The pillar of light accepted him.

"I'm not here to defend myself," Du Hong said hoarsely. "I came to die."

He spoke of his past: a wife who died during childbirth, a baby born broken and weak. That night, he sat alone outside the ICU, repeating the same thought:

"I can't afford her future."

"I was afraid... that living would hurt her more than dying."

"I didn't mean to kill her… I just wanted to let go."

Shen Yan stood.

"Do you have the right to give up on someone else's life?" he asked quietly.

Du Hong collapsed to his knees, fists pounding the ground.

"For three years, I saw her in my dreams, staring from the snow with frozen eyes…"

He rolled up his sleeve—dozens of deep scars marked his arms.

"This isn't Hell," Shen Yan said, his voice devoid of malice. "It's kinder than Hell. But it's not a place for you to simply beg for death."

"This is judgment."

The scales appeared.

Some players whispered, "He's suffered enough, hasn't he?"

But Shen Yan's gaze was steel.

"Suffering doesn't undo what was done to her."

The verdict came.

"Defendant Du Hong: Guilty."

But Shen Yan felt no triumph.

He remained still, the cold coil of memory tightening around his heart.

---

[Shen Yan's Memory · Interlude]

> I used to think growing up meant getting stronger, that strength meant protecting others.

But when I was eleven, my grandma passed away.
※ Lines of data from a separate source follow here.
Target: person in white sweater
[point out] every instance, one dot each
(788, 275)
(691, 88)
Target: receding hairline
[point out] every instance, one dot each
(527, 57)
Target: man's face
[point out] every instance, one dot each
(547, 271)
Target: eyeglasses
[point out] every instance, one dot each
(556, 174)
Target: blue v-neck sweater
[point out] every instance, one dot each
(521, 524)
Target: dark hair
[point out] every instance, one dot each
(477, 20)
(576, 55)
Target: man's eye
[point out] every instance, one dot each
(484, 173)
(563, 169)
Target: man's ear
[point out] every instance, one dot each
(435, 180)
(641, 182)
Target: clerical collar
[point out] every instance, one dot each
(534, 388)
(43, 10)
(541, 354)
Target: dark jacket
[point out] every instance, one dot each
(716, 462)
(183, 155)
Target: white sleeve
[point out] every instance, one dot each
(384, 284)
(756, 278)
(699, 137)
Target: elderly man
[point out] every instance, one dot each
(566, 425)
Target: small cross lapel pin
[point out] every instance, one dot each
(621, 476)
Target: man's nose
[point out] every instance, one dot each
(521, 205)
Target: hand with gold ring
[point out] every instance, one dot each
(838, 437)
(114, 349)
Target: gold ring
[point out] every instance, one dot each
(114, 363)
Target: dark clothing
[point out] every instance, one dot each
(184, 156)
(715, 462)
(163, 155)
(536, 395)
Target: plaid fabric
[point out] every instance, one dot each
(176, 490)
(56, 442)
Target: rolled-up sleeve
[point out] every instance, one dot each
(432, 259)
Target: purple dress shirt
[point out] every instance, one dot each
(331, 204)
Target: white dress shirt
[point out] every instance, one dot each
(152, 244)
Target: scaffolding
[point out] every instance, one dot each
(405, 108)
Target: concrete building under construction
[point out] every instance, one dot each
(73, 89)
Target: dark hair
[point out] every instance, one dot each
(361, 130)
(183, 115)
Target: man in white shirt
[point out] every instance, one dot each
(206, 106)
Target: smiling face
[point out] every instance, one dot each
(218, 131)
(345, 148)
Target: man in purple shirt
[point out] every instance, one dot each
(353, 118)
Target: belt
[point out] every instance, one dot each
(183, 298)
No one came to pick me up from school anymore.

I stood by the gate watching the sky darken, watching every child get claimed by someone—a parent, a grandparent, a sibling.

I realized then… growing up also means being left behind.

Some people don't come back.

Some waiting has no end.

And maybe that's why—no matter how deep the pit—I swore I'd never be the kind of adult who leaves someone behind.